Por un momento barajaron el nombre de “Pulso”, pero decantaron por “Generación Cero” y firmaron contrato con el sello Diorama. En diciembre de 1976 entraron a los estudios Sound Center con Litto Nebbia como “director de grabación” y Gubitsch debatiéndose entre Invisible y una gira europea con el Octeto Electrónico de Piazzolla. “El disco salió a la venta cuando yo ya estaba en París –dice el guitarrista–. De hecho, alguien me trajo un ejemplar a Francia y recién ahí vi la tapa y escuché el mix final”.
Aunque suele quedar fuera del canon, De todas maneras es uno de los discos que mejor cifra el perfume anímico de la época. Su paranoia, su sentido del horror, la derrota y la soledad. En su aproximación al rock, por otro lado, es más honesto y poderoso que todos los intentos de Piazzolla en la misma dirección. No casualmente se convirtió en la cifra perfecta de esa nueva música argentina que Miguel Grinberg y Pipo Lernoud proponían desde el Expreso y La Opinión. Los tiempos, sin embargo, no dejaban entrever ningún futuro. Durante 1978 pasaron por varios cambios de integrantes y, silenciosamente, el proyecto se disolvió en el aire negro del Proceso.
Cuarenta años después, las reediciones de RGS Music y la inminente publicación de un álbum en vivo registrado en el Teatro Coliseo durante diciembre de 1977 allanaron el terreno para el regreso. Esta vez como un quinteto mixto (bajo, batería, chelo, bandoneón y guitarra eléctrica) que, si bien se ocupará de revisitar algunas músicas de los 70 y ofrecerá un segmento acústico de versiones, basará su repertorio en las composiciones flamantes de Mederos.
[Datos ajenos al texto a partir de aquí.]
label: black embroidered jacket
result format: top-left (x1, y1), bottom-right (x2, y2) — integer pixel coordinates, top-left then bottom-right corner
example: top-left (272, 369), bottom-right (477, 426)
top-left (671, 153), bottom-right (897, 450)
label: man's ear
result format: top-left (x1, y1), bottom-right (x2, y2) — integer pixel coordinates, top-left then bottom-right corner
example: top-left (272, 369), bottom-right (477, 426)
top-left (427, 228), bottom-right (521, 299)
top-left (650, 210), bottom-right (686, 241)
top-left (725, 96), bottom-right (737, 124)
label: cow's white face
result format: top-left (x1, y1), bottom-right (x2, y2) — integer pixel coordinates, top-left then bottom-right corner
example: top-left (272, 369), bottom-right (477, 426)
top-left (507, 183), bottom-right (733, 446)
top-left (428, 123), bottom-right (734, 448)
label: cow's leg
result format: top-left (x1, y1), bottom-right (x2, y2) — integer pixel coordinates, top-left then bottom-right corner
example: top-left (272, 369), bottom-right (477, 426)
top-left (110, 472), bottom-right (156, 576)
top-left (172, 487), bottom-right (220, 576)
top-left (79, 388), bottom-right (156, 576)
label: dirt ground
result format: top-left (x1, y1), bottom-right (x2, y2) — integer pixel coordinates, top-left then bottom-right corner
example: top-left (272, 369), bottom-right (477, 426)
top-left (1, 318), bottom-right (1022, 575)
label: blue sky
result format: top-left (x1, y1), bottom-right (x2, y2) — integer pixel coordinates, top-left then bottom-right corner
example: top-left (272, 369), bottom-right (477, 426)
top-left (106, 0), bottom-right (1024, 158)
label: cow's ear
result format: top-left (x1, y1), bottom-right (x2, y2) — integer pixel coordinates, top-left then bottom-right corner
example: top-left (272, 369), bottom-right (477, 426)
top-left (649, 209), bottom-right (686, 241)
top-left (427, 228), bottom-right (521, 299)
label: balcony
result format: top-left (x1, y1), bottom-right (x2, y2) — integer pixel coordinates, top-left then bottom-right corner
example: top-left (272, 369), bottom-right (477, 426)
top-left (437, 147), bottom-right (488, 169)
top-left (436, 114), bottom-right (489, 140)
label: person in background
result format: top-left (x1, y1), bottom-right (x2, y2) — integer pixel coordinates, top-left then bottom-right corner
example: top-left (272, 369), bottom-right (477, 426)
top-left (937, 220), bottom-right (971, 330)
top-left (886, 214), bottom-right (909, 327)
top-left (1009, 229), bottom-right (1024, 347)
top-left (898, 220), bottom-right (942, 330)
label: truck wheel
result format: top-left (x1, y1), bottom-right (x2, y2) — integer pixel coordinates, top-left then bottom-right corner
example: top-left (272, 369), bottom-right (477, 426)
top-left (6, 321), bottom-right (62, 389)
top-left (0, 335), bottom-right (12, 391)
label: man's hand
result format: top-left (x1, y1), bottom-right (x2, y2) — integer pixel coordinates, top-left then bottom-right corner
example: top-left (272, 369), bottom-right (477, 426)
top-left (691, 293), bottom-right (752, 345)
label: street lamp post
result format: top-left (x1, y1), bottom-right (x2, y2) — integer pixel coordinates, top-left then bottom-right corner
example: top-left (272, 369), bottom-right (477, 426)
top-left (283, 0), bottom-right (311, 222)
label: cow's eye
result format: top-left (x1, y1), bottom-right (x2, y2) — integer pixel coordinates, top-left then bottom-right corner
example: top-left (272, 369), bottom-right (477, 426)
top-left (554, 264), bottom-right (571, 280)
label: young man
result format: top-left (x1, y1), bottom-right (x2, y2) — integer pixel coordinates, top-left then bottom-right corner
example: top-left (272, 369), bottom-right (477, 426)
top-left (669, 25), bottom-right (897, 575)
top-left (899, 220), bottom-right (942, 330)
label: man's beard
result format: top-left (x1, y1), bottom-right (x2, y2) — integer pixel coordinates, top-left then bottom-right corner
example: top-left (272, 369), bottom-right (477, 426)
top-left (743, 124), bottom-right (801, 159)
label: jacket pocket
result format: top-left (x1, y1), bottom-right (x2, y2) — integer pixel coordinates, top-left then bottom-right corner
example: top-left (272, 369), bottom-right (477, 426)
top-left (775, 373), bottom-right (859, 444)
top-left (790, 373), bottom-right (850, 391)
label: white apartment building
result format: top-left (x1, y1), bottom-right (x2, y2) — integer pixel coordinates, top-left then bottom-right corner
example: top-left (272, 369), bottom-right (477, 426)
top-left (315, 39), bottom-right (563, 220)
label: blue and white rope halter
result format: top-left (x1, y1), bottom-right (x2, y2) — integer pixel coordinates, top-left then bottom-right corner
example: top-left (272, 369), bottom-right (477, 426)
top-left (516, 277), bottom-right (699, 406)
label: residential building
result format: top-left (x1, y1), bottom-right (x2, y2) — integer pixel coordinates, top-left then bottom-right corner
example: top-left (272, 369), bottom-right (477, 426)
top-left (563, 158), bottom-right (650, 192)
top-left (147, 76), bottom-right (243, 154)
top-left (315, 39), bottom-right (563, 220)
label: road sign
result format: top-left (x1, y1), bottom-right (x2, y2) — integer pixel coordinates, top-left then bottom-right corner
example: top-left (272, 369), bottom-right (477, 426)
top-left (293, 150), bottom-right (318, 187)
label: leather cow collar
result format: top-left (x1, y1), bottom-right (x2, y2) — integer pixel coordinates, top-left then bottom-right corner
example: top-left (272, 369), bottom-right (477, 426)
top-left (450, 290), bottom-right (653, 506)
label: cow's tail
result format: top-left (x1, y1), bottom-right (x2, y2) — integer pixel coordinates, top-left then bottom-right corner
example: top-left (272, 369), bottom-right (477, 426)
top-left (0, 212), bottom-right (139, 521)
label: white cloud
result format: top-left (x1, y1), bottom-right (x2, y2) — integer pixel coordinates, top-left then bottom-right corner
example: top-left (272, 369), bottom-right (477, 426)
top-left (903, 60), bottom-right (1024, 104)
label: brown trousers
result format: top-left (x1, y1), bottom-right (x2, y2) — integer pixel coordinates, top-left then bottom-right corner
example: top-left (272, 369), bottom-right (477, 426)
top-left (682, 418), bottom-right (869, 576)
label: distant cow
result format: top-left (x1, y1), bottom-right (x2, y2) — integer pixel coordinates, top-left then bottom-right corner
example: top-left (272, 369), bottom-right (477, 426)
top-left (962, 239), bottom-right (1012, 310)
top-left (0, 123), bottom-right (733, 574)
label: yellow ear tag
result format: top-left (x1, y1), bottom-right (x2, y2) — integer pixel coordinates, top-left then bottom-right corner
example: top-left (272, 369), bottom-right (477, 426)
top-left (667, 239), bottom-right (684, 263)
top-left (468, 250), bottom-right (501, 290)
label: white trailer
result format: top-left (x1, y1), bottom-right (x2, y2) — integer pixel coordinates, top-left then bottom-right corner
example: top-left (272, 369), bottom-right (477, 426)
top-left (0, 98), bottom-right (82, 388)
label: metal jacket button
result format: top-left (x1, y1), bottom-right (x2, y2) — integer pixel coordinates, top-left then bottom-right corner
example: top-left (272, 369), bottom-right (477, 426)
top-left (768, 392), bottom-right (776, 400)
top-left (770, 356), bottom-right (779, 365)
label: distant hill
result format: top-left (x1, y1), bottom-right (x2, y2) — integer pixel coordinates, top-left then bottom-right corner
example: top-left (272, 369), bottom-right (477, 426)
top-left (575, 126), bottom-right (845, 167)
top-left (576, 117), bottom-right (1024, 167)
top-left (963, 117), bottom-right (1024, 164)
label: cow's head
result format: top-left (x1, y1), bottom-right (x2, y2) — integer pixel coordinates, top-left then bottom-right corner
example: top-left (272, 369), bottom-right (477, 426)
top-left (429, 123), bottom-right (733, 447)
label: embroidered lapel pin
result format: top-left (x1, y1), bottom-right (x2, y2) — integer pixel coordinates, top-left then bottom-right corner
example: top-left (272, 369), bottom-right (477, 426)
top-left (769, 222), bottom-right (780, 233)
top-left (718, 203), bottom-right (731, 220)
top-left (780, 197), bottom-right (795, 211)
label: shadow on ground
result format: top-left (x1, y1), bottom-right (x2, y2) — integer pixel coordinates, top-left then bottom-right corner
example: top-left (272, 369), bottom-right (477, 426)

“Desde hace tiempo me sucede que, si estoy en un lugar demasiado confiado, algo me empieza a incomodar –dice Mederos–. No es que estoy buscando necesariamente la incertidumbre, pero llega un punto en el que las cosas quedan saciadas. Entonces la necesidad de Generación Cero, que estaba en caución, se fue haciendo cada vez más insistente. Más inquietante. Por eso siento que no estoy recuperando nada: estoy continuando. Aunque no hice más discos ni me presenté con Generación Cero, siempre seguí conectado con esa idea. Sucede que uno muchas veces se toma vacaciones, revisa el GPS o necesita volver a la casa paterna. Ahora no estoy en otra casa: se agrandó la casa. Los límites nunca dejaron de expandirse en la emoción, en la psiquis y en las zonas más oscuras, aunque socialmente no lo haya demostrado. Porque… ¿hay que demostrarlo?”.